Saya berpikir bagaimana mengeluarkan satu per satu Kelelawar ini dari kurungan bambu agar tak mencakar dan menggigit Manusia, eh sang bandar yang ditunggu-tunggu pun datang. Saya perhatikan dia dengan mudah mengeluarkan hidup-hidup seekor demi seekor Kelelawar. Caranya dengan memegang salah satu sayapnya sementara tangkai pohon mengait lehernya dan langsung memindahkannya ke kurungan yang dibawanya. Begitulah satu persatu Kelelawar dipindahkan sang bandar disaksikan ibu-ibu penjual dan anak-anaknya juga kami yang masih menunggu giliran menyebrang sungai. Saya lihat ada seorang penduduk membeli dua ekor Kelelawar. Dan si ibu dengan enteng memegang sayapnya, kemudian memukul satu dua kali kepala Kelelawar yang menjerit-jerit sampai nyawanya putus. Saya iseng tanya untuk apa? “Ya untuk dimakan saja”, katanya enteng. Mungkin istrinya akan memasaknya di rumahnya seperti orang Manado memasaknya menjadi makanan favorit “Paniki” di restoran-restoran Manado di Jakarta dan kota-kota besar lainnya.


Sampai di Palangkaraya barulah saya bisa baca koran. Ternyata koran-koran lokal memuat berita protes sangat keras dari kalangan LSM tentang nasib tragis si Jojo, nama Orangutan di Pontianak, Kalimantan Barat. Tak hanya ummat Islam diwajibkan berpuasa di bulan Ramadhan, rupanya Orangutan pun “diwajibkan” berpuasa pula. Namun ada bedanya dengan ummat Islam yang berpuasa, Orangutan jantan bernama Jojo, yang diserahkan oleh masyarakat Pontianak ke BKSDA (Balai Konservasi Sumberdaya Alam) Pontianak, Kalimantan Barat ini karena terpaksa harus berpuasa. Menurut pengamatan para tokoh LSM Perlindungan Orangutan Kalimantan Barat; tak satu pun staf BKSDA, yang merawat serta memberi makan dan minum si Jojo.


Kemungkinan besar si Jojo tidak mendapatkan makan dan minum sejak
hari Jumat, 21 Agustus 2009 lalu. Ketika itu para staf BKSDA rupanya telah kembali ke rumah masing-masing untuk berakhir pekan menyambut bulan puasa Ramadhan yang akan dimulai pada hari Sabtu, 22 Agustus 2009. Tentu saja si Jojo sakit. Padahal si Jojo, yang sebelumnya dalam kondisi tetanus karena dirantai selama bertahun-tahun, nampak semakin parah. Tubuhnya lemah dan badannya demam.
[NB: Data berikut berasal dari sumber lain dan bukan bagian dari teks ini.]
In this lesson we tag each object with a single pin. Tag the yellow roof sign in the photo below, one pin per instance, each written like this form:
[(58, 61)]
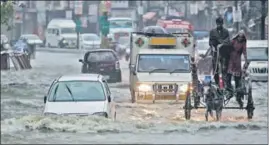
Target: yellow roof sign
[(163, 41)]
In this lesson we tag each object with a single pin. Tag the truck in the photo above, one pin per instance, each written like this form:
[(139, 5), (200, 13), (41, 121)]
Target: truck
[(160, 66)]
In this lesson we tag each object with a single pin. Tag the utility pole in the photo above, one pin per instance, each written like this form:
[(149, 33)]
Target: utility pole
[(236, 8), (167, 9), (23, 19), (140, 13), (263, 12)]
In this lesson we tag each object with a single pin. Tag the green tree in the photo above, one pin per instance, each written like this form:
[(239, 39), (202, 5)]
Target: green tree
[(6, 12)]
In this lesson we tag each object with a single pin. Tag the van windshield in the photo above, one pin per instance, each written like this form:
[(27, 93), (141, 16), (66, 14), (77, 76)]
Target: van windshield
[(166, 62), (257, 53), (67, 91), (121, 24), (68, 30)]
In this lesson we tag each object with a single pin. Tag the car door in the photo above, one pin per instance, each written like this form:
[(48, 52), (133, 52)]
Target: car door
[(110, 105)]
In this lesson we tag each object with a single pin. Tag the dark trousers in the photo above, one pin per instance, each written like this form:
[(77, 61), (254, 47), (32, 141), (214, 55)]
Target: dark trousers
[(238, 85), (224, 62)]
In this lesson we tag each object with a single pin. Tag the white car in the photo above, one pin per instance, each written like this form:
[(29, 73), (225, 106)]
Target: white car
[(32, 39), (82, 94), (90, 41), (256, 54)]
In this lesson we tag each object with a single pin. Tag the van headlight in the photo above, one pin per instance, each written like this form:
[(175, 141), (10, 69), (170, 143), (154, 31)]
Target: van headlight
[(183, 88), (103, 114), (50, 114), (144, 88)]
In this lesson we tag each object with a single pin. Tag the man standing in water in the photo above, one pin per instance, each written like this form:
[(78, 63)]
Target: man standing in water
[(219, 35)]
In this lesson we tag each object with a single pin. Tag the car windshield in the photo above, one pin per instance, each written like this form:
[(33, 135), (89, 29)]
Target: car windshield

"Kondisinya sangat lemah dan panas tinggi. Jika tidak segera mendapatkan perhatian serius, dikhawatirkan si Jojo akan mati dalam waktu dekat," kata Seto Hari Wibowo, salah seorang pengkampanye perlindungan Orangutan dari Centre for Orangutan Protection (COP) kepada para wartawan. Kemarin, kami mengirimkan makanan dan susu agar dia bisa bertahan hidup. Hari ini, dia sudah mulai bicara meskipun dengan suara yang lemah. Dokter hewan akan memeriksanya besok. Seto berharap si Jojo tidak senasib dengan empat Orangutan saudara-saudaranya yang dititipkan ke Taman Agro Pontianak yang telah tewas karena buruknya penanganan. Kondisi yang lebih buruk malah disampaikan terjadi di Taman Pancur Aji, Sanggau, Kalimantan Barat. Ternyata ada tiga Orangutan muda saat ini tengah dikurung dalam kandang kecil, tanpa akses ke air minum dan makanan.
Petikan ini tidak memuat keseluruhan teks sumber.